Larry Rosenremembered me! I attended a talk by Larry Rosen a few years ago on the Microsoft campus. I was surprised that he had remembered me from such a brief introduction years ago. But then again, there are not many 5’1 women on crutches hobbling around declaring how they are going to tame the Microsoft Legal department. (don’t ask me how that’s going.)
I learned a lot outside the Microsoft platform bubble. Working in Redmond day in and day out, I’m not really exposed to much going on in the outside world. I had a great time visiting the various booths to learn what’s out there. Oh yeah, and there really is an OSS version of Guitar Hero called Frets of Fire. Who’d a known?
The guitar hero competition.
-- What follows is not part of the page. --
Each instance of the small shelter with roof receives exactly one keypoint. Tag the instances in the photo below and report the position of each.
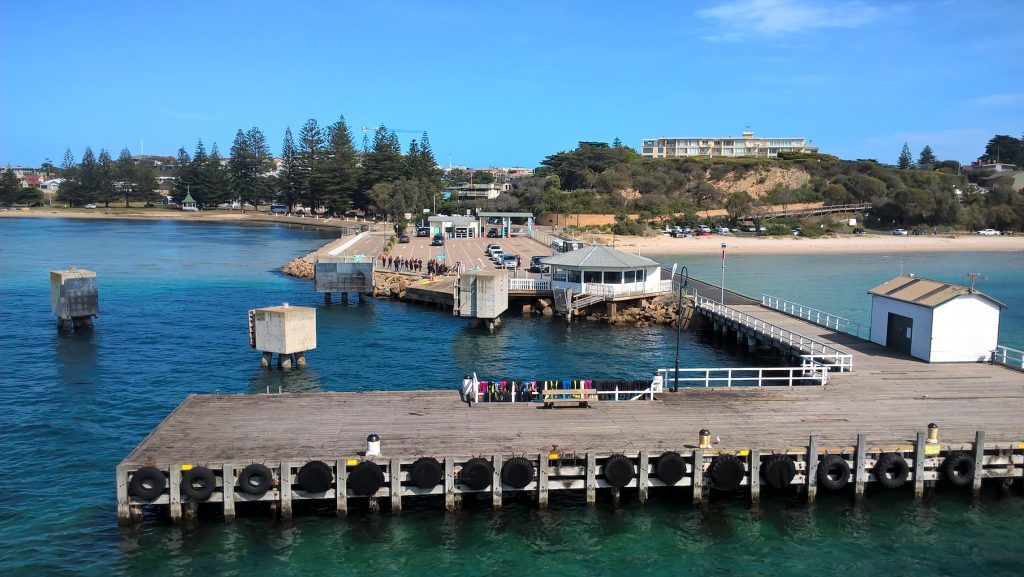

I will *never* forget when, right as Jono and I were about to play in the finale, someone screams “JONO! THE FUTURE OF OPEN SOURCE DEPENDS ON YOU” OMG, that was a top 5 moment of my career right there.
Best Opposing t-shirt photo op
New friends from CLS
Little Kid rockers
Putting together guitar hero bracket
First comes denial in who won the guitar hero competition
Jono Bacon, the community manager for the global Ubuntu community, organized the first Community Leadership Summit for community managers to come together and share ideas. I loved the fact it was run as an unconference or open space. I get so much more high quality information from open spaces than I do from traditional style conferences. The saying that the room knows more than the speaker is very true. Just attended an unconference for proof.
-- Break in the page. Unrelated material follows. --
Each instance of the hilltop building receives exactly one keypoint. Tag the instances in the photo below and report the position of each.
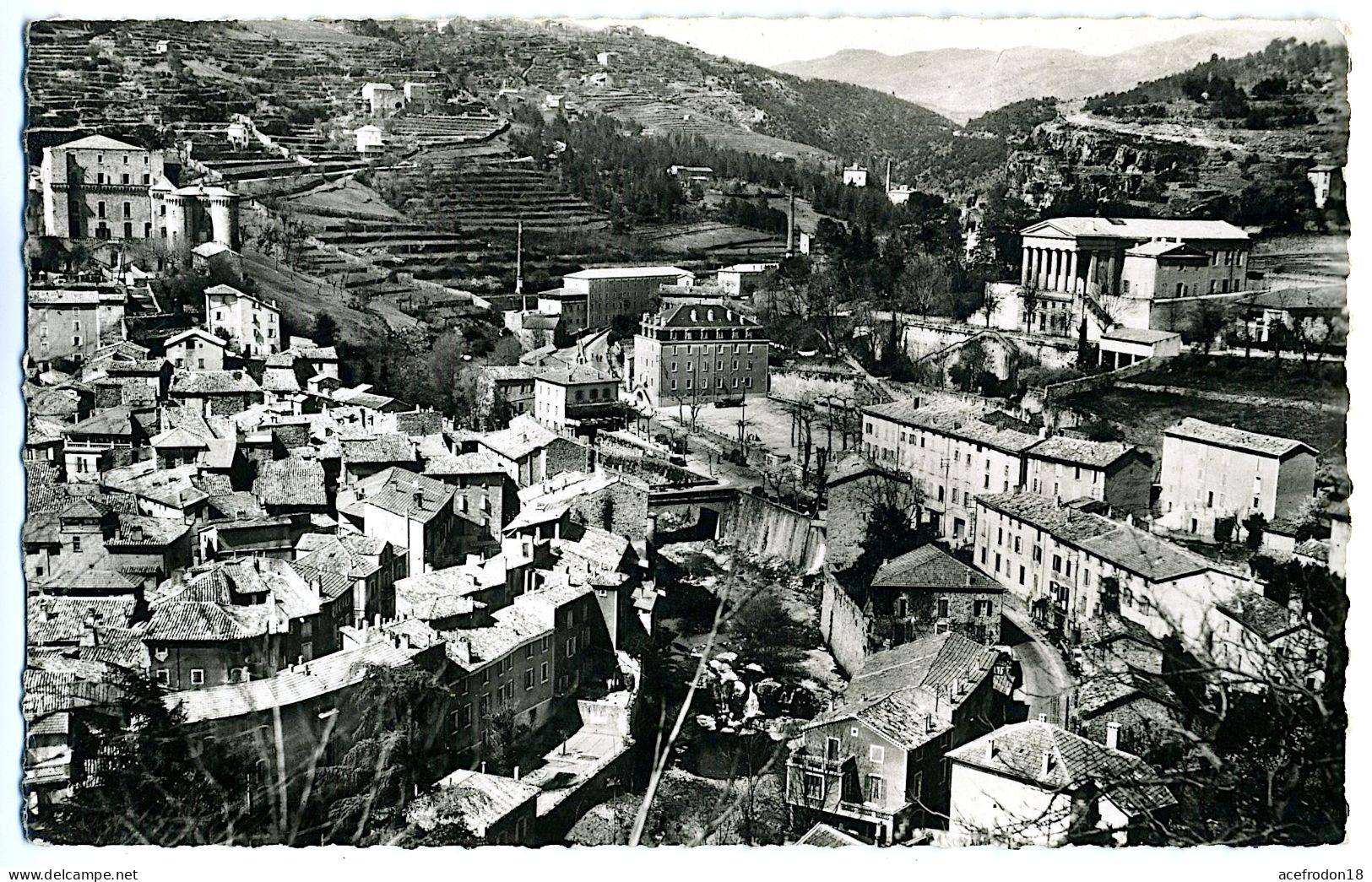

It’s been a long time since I’ve attended a conference where all we talked about was community. It was a totally re-energizing experience (as if i needed more energy). Pictures at bottom of blog post.
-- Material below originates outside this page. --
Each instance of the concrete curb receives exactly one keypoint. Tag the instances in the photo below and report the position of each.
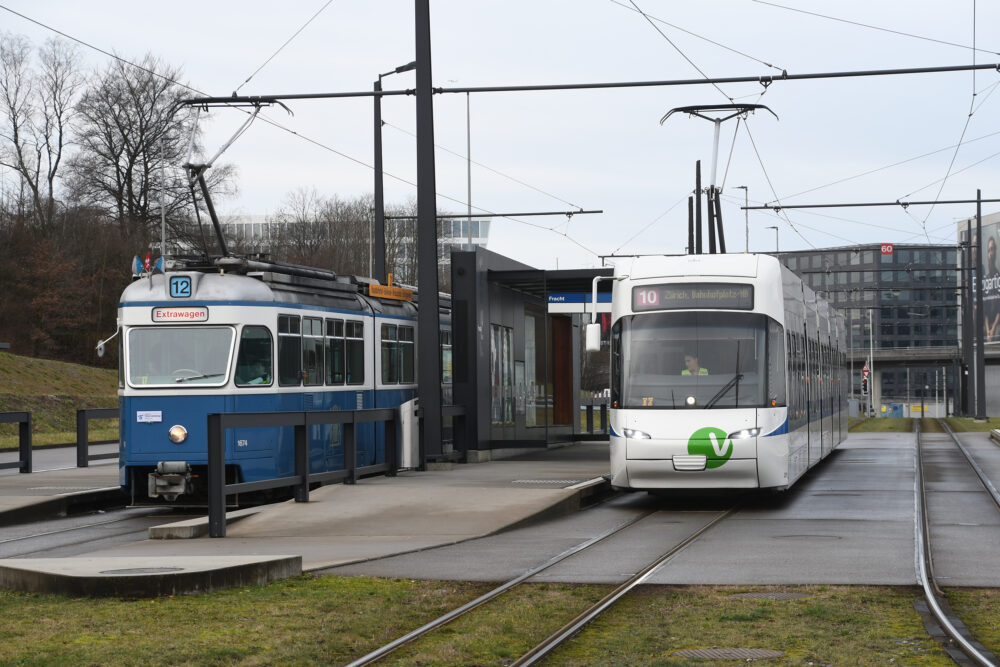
(143, 577)
(50, 507)
(192, 528)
I hope folks from #cls will swing by the Microsoft booth at OSCON on Weds and Thurs to say hi as i wear my CodePlex banner as a cape. I’m jealous of the Brazilian flag guy. (you had to be there for it.)
“Understanding community is about understanding the human condition.”
"Everybody deserves to have a great community."
"Don’t cut people off before they have a chance to grow.”
"It takes a village to build a program."
"It’s amazing what people will do to get a badge on a forum site. If it worked in kindergarten, it will work forever."
"Marketing should not be allowed to use the word ‘community.’ They should especially be banned from using the phrase ‘join our community."
"In today’s online world we speak glob-ish as our default language"
"People like people who help them."
We need to design a reputation system that goes beyond just what the person does online. We need a way to track offline events, like running user groups, public speaking events, etc.
Similar to design personas, we need personas for members who participates in our online communities so we know how best to engage and empower them.
You have to assign tasks to community members to make them feel inclusive. Otherwise saying "look at the list" will cause them to leave.
People don’t want to take surveys when they are upset with your product. It’s like pouting. You got to make the feedback channel personal.
Empower people by asking them “what do you like doing? what do you do best?” The example used here was in a user group meeting, an attendee who wasn’t technical turned out to be a professional meeting organizer. They were significantly more productive in that meeting because of her help.